Quant à la troisième requérante, la difficulté de déterminer si ses allégations sont fondées tient au fait que les autorités n’ont pas enquêté de manière effective sur celles-ci. Compte tenu du contrôle que le gouvernement défendeur exerçait sur elle à l’époque des faits et continue à exercer, puisque l’intéressée est toujours internée à l’asile en cause, c’est à lui qu’il incombait de s’acquitter de la charge de la preuve en fournissant une explication satisfaisante et convaincante relativement aux allégations formulées par la patiente. Il ne l’a toutefois pas fait. Les autorités internes ont limité leur investigation au dossier médical de l’intéressée, qui ne contenait aucune information concernant une grossesse et un avortement, et en ont conclu qu’elle n’avait jamais été enceinte. Même si tel était le cas, le viol avéré de plusieurs résidentes de l’asile (dont la troisième requérante), les avortements forcés des deux autres requérantes qui ont été prouvés, et les défaillances dans le cadre juridique censé protéger d’un traitement de ce type toute femme dans la situation de la troisième requérante permettent à la Cour de conclure qu’il existait des preuves à l’appui de la version des faits de l’intéressée et de considérer ses allégations suffisamment convaincantes et établies.

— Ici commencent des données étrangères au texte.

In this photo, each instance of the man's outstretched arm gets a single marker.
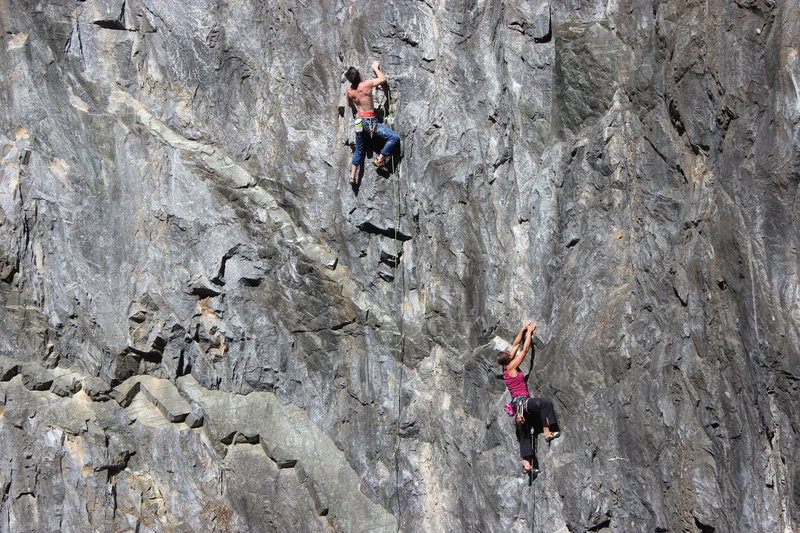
(379, 77)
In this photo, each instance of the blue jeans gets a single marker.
(381, 131)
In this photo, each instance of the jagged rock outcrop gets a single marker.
(205, 328)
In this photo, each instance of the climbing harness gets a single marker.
(519, 404)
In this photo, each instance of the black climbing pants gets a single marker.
(538, 413)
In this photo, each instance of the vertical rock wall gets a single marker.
(205, 328)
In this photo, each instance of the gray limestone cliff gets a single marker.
(206, 328)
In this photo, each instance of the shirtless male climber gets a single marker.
(359, 94)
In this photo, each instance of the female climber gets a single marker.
(529, 413)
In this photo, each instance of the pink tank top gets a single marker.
(516, 385)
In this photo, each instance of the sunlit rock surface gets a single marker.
(206, 328)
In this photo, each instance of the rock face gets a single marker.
(205, 328)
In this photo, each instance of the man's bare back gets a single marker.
(361, 96)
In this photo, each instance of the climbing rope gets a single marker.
(401, 341)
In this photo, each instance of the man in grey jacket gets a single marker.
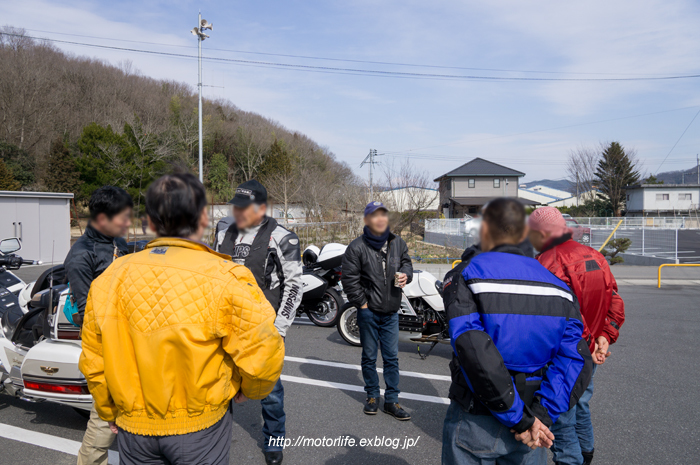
(272, 254)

Conclusion : violation (unanimité).
2. Les griefs tirés des mesures contraceptives et de l’incapacité de procréer – Au vu de l’ineffectivité de l’enquête et de la pratique tendant à empêcher les femmes internées d’avoir des enfants, la Cour juge suffisamment établi que le corps étranger décrit dans l’examen médical produit par la première requérante a été implanté dans le corps de celle-ci à titre de mesure contraceptive alors qu’elle se trouvait sous le contrôle de l’État à l’asile. Compte tenu du manquement de l’État à son obligation de produire des preuves contraires, la Cour considère ce fait avéré et constate une violation du volet matériel de l’article 3 relativement à la première requérante. Il n’y a donc pas lieu d’examiner séparément le grief que cette dernière tire de son incapacité de procréer. Concernant la deuxième et la troisième requérantes, compte tenu de l’absence de commencement de preuve susceptible de transférer la charge de la preuve à l’État défendeur et du constat de l’ineffectivité de l’enquête, la Cour ne peut conclure qu’elles ont fait l’objet d’une contraception forcée. Par conséquent, il n’y a pas eu violation du volet matériel de l’article 3 à leur égard.
Conclusion : violation, non-violation (unanimité).
Article 41 : 30 000 EUR à la première requérante et 25 000 EUR chacune à la deuxième et à la troisième requérantes pour préjudice moral.
(Voir aussi V.C. c. Slovaquie, 18968/07, 8 novembre 2011, Résumé juridique ; I.G. et autres c. Slovaquie, 15966/04, 13 novembre 2012 ; X et autres c. Bulgarie [GC], 22457/16, 2 février 2021, Résumé juridique)
© Conseil de l’Europe/Cour européenne des droits de l’homme
Rédigé par le greffe, ce résumé ne lie pas la Cour.